Haberin Kürtçesi için tıklayın
Van F Tipi Cezaevi’nde üç derginin “bundan sonra yayınlanacak sayılarının da hükümlü ve tutuklulara verilmesinin uygun olmayacağı kanaatine varıldı”.
Van’dan bianet’e yazan Mecit Şahinkaya, Cumhuriyet gazetesinin 9-25 Nisan’da verilmediğini, Özgürlükçü Demokrasi gazetesinin de 16 Nisan tarihli nüshasının verilmediğini yazdı.
“Bilgi güçtür” cümlesine yasak
Şahinkaya Yürüyüş, Tavır ve İşçi Hareketi dergilerinin de, içeriklerindeki şu cümleler nedeniyle kendilerine verilmediğini yazdı:
“Sizin gücünüz bizim türkülerimize yetmez.”
“Bilgi güçtür, paylaştıkça daha çok güçleneceğiz. Kitap gaspına son!”
“Açlıktan ölmemek ve işsiz kalmamak için meclislerde örgütlenelim.”
Mecit Şahinkaya, bu dergilerle ilgili “süresiz yasak konulduğunu” da anlattı:
“Hapishane idaresi, dergileri yasaklayan kararında, ‘adı geçen dergilerin bundan sonraki sayılarının da hükümlü ve tutuklulara verilmesinin uygun olmayacağı kanaatine varılmıştır’ diyerek henüz çıkmamış dergilere de yasak getirdi.”
Cumhuriyet gazetesinin dilekçesi de “kayboldu”
Mahpuslardan Talat Şanlı, Cumhuriyet gazetesinin verilmemesi ile ilgili 14 Nisan 2017’de Cumhuriyet Başsavcılığına suç duyurusu yaptı.
Dilekçesinin başvuru numarasını hapishane idaresinden istediğinde ise “Böyle bir dilekçe yok” cevabını aldı.
Şanlı, dilekçesinin işleme konulmayıp “kaybedilmesiyle” ilgili de ayrıca suç duyurusunu yaptığını yazdı.
Saat ve radyo yasak, haşerat “serbest”
Talat Şanlı’nın kantinden saat yapmak için almak istediği “saat motoru”na da yasak getirildi.
“Oysa saat motoru tüm hapishanelerde serbest, duvar saati yapmakta kullanılıyor ve böylece duvar saati ucuza mal edilebiliyor. Kantinde aynı işlevi gören saatler fahiş fiyatla satılıyor.”

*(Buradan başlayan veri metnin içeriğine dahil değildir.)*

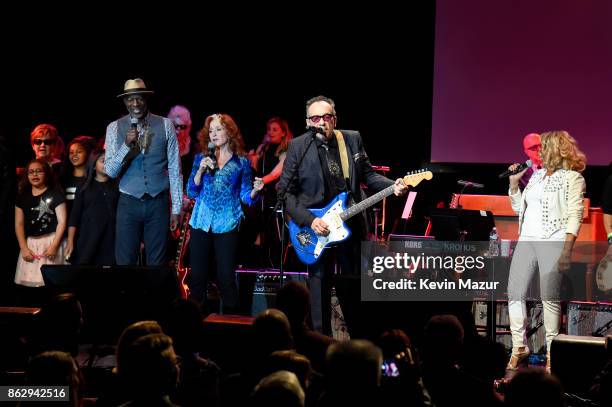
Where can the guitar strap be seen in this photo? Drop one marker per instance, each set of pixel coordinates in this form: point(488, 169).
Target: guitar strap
point(343, 156)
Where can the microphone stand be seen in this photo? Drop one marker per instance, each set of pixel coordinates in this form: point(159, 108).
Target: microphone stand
point(280, 205)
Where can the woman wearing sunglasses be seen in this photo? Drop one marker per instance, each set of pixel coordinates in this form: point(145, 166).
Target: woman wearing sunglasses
point(48, 146)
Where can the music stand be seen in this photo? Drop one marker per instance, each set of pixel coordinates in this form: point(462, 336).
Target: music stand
point(461, 224)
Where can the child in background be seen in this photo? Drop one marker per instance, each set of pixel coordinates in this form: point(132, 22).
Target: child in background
point(79, 150)
point(40, 222)
point(93, 216)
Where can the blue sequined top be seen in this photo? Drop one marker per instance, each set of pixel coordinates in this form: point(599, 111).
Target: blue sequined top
point(217, 207)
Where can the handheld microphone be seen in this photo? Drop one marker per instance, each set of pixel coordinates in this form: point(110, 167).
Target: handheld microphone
point(313, 131)
point(470, 184)
point(211, 155)
point(520, 168)
point(134, 125)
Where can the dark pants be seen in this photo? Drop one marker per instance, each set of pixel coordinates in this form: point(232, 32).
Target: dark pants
point(321, 278)
point(225, 245)
point(138, 218)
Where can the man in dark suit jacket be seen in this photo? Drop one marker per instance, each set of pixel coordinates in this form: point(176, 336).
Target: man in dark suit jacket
point(318, 179)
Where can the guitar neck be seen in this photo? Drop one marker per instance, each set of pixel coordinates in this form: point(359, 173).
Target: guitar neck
point(366, 203)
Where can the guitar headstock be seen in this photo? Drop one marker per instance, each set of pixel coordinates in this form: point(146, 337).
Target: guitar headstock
point(415, 177)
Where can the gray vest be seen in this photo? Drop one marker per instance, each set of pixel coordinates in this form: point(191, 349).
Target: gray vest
point(146, 173)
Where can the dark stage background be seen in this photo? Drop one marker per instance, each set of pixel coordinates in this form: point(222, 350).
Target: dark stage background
point(378, 66)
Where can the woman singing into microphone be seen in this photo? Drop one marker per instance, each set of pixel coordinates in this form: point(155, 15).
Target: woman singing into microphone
point(218, 186)
point(550, 213)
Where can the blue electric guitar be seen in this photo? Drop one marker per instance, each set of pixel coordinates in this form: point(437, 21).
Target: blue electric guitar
point(309, 246)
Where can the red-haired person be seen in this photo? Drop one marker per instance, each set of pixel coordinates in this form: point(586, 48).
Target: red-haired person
point(221, 179)
point(267, 161)
point(48, 146)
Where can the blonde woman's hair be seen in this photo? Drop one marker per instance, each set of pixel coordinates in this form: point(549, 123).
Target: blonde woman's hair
point(560, 151)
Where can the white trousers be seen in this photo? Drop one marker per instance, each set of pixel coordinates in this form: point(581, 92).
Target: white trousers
point(529, 253)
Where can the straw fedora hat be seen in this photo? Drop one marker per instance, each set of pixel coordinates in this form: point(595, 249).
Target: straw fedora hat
point(135, 87)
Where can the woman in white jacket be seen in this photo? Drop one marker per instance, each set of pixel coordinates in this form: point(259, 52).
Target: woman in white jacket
point(550, 213)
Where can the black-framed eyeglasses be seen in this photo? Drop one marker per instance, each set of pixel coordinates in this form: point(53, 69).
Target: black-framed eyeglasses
point(326, 118)
point(47, 142)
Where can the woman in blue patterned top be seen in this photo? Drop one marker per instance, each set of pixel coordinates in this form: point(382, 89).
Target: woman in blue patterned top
point(221, 178)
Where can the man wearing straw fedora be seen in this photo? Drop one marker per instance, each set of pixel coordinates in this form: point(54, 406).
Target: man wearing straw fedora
point(142, 150)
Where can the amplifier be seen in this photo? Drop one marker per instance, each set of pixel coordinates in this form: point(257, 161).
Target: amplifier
point(257, 287)
point(589, 318)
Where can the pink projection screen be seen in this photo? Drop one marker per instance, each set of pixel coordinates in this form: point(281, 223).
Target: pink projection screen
point(505, 68)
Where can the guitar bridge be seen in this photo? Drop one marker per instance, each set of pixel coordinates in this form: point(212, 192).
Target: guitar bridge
point(304, 238)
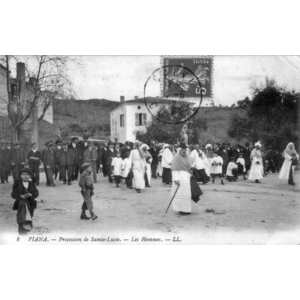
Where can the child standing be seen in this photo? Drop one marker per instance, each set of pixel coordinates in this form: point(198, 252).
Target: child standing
point(87, 191)
point(241, 166)
point(25, 193)
point(231, 171)
point(216, 169)
point(117, 168)
point(126, 170)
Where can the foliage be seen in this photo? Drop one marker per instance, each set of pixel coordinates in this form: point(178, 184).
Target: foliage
point(45, 77)
point(171, 133)
point(271, 117)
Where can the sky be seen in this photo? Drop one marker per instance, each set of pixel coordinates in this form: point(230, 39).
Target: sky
point(233, 76)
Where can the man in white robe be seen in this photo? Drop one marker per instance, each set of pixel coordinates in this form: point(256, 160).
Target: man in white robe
point(181, 176)
point(291, 158)
point(166, 161)
point(138, 168)
point(256, 170)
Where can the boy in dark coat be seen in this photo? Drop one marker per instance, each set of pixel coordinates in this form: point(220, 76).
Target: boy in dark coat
point(87, 191)
point(17, 161)
point(49, 163)
point(25, 193)
point(34, 160)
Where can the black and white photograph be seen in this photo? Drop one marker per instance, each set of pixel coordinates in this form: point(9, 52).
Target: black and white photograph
point(149, 149)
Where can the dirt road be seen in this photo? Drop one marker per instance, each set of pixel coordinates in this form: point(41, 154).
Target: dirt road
point(236, 213)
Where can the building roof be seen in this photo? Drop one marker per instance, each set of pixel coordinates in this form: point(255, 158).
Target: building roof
point(150, 100)
point(2, 67)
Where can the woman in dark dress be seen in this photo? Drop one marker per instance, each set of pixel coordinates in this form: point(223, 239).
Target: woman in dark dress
point(25, 193)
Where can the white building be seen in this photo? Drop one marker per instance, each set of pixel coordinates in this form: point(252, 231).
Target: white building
point(132, 116)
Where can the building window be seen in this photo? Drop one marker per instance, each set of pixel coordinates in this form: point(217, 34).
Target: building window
point(122, 120)
point(140, 119)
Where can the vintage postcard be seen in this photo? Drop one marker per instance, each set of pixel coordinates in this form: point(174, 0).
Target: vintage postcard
point(169, 149)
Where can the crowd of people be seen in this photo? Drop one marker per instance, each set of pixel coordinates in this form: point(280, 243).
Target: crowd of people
point(135, 165)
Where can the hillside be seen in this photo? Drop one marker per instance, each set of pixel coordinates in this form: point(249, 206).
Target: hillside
point(218, 122)
point(75, 116)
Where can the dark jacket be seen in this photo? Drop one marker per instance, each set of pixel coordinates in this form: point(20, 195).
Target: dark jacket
point(34, 158)
point(63, 159)
point(17, 157)
point(19, 190)
point(48, 157)
point(74, 154)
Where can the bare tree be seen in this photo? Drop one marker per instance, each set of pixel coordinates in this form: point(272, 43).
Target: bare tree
point(48, 80)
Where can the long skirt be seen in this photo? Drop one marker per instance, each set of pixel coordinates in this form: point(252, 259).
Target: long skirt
point(256, 171)
point(167, 176)
point(25, 210)
point(200, 175)
point(182, 200)
point(138, 178)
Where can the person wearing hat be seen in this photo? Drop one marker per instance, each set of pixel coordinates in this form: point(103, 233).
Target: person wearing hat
point(148, 158)
point(291, 158)
point(256, 170)
point(184, 188)
point(74, 154)
point(18, 159)
point(108, 156)
point(116, 165)
point(90, 155)
point(25, 193)
point(87, 191)
point(166, 160)
point(48, 161)
point(138, 167)
point(34, 160)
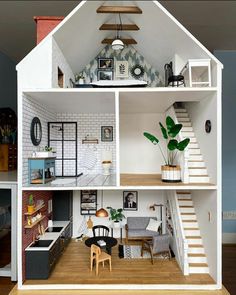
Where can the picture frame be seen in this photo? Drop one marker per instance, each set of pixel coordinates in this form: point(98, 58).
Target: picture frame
point(130, 200)
point(105, 75)
point(88, 202)
point(122, 69)
point(105, 63)
point(107, 133)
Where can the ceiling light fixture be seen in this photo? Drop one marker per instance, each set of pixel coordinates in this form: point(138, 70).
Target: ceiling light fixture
point(101, 212)
point(118, 44)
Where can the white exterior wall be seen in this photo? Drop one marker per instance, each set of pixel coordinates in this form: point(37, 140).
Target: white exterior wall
point(137, 154)
point(31, 109)
point(115, 200)
point(58, 60)
point(205, 204)
point(199, 112)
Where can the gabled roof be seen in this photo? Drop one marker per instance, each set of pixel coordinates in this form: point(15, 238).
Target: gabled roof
point(160, 36)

Şanlı ayrıca, havaların ısınması nedeniyle koğuşlardaki haşerelerin arttığını, ilaçlama yapılması için idareye dilekçe yazdıklarını söyledi:
“Ama ne dilekçeye yanıt geldi ne ilaçlama yapıldı…”
Talat Şanlı ve Murat Kaymaz adlı mahpuslara gönderilen radyolara da “yasak” denilerek el koyuldu.
Spor ayakkabıya “mekap” yasağı: “Ayakkabıyla propaganda yapılabilir”
Mecit Şahinkaya, ailesinin gönderdiği siyah spor ayakkabının “mekapa benzediği” gerekçesiyle kendisine verilmediğini yazdı.
“Hapishane idaresi, engelleme kararında, siyah olan spor ayakkabının, sarı tonlarında olan mekap ayakkabı modelinde olduğunu yazdı. Ve mekap ayakkabının ‘örgüt propagandasına yol açacağı’ gerekçesiyle ayakkabıma el koyuldu.” (AS)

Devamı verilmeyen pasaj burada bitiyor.